In the church choir that dd1 was a part of for a few months last year, I feel the leader tried to be nice to me but we just really weren't "her kind of people." Dd1 has had no formal voice training or formal musical experience, which I hadn't realized was so unusual for a 9yo. We also unschool and she's very active.
Well, the leader really tried to be nice but after the first or second practice, she took me aside and told me that she was wanting to help dd but it was really hard, because they'd all been a group for a long time, and were actually working on a song they'd sung the previous year. So they were all familiar with it and she said it was just really hard having this new child coming in who not only wasn't familiar with that song, but was also having a hard time even singing on-key.
I was about to just take dd out but then she added that she really wanted to work with dd but was just trying to help me understand how stressful it was for her. She didn't say any of this in front of dd or the other children. When I talked with dd later (not repeating all of this of course), she was really gun-ho for wanting to stay in choir, though she didn't like it that they had to stand for so long and didn't really appreciate the 100% classical music. So she stayed in a little longer, and actually went to the end of year party last May, and then we fell out of going to that church; dd1 just found parts of it really boring and it seemed there wasn't enough fun stuff to make up for the boring parts.

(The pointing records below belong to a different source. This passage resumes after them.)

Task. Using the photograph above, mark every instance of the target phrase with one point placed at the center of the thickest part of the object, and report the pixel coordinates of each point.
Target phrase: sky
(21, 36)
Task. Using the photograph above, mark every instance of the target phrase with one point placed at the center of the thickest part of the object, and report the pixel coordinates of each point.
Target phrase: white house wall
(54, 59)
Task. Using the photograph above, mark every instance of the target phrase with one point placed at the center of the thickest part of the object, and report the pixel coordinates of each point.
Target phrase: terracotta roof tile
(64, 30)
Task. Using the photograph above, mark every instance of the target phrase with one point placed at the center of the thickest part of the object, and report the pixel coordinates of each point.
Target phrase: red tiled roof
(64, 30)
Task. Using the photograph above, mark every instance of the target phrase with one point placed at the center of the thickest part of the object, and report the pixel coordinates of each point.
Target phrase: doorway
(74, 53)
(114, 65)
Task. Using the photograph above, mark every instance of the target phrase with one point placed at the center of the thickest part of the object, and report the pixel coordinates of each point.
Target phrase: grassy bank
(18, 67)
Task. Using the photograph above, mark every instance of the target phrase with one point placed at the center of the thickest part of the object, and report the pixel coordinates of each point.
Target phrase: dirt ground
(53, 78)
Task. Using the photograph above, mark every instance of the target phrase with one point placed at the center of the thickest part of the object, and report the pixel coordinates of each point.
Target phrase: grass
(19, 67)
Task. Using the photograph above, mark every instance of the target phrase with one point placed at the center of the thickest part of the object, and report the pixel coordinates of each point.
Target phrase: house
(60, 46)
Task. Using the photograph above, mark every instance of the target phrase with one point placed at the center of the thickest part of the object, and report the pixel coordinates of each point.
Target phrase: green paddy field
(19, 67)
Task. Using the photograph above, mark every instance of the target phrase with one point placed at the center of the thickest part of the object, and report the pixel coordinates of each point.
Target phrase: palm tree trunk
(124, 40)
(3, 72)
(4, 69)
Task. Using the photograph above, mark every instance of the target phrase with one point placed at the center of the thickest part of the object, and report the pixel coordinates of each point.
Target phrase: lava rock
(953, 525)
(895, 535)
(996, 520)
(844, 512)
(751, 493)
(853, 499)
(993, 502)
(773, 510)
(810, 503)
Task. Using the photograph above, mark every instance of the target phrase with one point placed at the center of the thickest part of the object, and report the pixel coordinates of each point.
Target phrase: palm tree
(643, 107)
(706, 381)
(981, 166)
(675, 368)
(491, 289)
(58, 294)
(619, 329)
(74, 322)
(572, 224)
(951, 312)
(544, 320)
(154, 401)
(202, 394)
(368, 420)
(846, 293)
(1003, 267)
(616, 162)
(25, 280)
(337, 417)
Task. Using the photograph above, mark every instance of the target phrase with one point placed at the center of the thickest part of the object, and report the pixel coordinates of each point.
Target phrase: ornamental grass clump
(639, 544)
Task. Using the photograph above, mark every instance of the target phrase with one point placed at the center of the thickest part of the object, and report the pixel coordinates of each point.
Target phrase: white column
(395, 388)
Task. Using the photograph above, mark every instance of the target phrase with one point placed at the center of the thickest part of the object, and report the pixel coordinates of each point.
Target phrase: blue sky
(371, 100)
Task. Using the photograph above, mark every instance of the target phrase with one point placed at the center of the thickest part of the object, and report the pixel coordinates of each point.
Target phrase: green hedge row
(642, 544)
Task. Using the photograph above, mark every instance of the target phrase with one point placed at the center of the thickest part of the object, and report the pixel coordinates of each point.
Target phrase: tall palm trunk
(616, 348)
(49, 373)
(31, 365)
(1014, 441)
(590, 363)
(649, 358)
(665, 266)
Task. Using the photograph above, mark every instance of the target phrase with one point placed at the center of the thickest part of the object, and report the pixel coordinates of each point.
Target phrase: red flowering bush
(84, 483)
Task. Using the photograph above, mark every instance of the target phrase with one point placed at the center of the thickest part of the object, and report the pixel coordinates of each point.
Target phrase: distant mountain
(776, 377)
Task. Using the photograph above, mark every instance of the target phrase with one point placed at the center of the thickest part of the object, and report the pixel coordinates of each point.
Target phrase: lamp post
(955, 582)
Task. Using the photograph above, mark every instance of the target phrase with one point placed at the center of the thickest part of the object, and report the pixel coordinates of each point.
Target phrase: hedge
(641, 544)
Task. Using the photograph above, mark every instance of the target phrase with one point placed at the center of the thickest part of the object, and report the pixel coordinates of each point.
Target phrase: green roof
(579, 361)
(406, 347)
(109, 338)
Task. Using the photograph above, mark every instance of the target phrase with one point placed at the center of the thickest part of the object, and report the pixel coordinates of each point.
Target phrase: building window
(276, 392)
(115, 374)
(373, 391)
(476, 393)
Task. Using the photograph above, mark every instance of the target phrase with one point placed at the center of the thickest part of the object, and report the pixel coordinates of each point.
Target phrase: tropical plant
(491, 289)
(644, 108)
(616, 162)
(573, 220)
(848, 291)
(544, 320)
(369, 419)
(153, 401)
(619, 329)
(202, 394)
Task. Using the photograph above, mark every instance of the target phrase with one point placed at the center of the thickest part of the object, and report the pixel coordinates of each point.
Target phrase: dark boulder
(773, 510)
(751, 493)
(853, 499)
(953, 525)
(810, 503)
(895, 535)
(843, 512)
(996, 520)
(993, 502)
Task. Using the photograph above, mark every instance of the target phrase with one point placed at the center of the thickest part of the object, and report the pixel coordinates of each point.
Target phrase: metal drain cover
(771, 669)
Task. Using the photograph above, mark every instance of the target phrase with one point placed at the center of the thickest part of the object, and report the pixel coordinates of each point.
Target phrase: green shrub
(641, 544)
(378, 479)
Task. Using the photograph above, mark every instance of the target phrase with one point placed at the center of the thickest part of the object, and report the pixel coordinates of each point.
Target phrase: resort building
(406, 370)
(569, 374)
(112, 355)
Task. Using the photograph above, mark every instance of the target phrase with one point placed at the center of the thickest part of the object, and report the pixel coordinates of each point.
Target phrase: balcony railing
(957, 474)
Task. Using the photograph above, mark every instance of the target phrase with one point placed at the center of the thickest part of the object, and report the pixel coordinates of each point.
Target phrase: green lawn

I liked alot of things about that church, but it just seemed that we didn't 100% fit there. I think we were probably the lowest income family there, and maybe most of the other children really had had formal voice training from an early age. They also seemed to be accustomed to sitting still more and listening to Bible readings and so on. Dd really likes the much more active and open style of the UU children's program. In other churches, they seem to discontinue the long free-play sessions once the children are past pre-school age, so it's nice to finally be part of a congregation where they understand that older kids still do most of their learning through playing, too.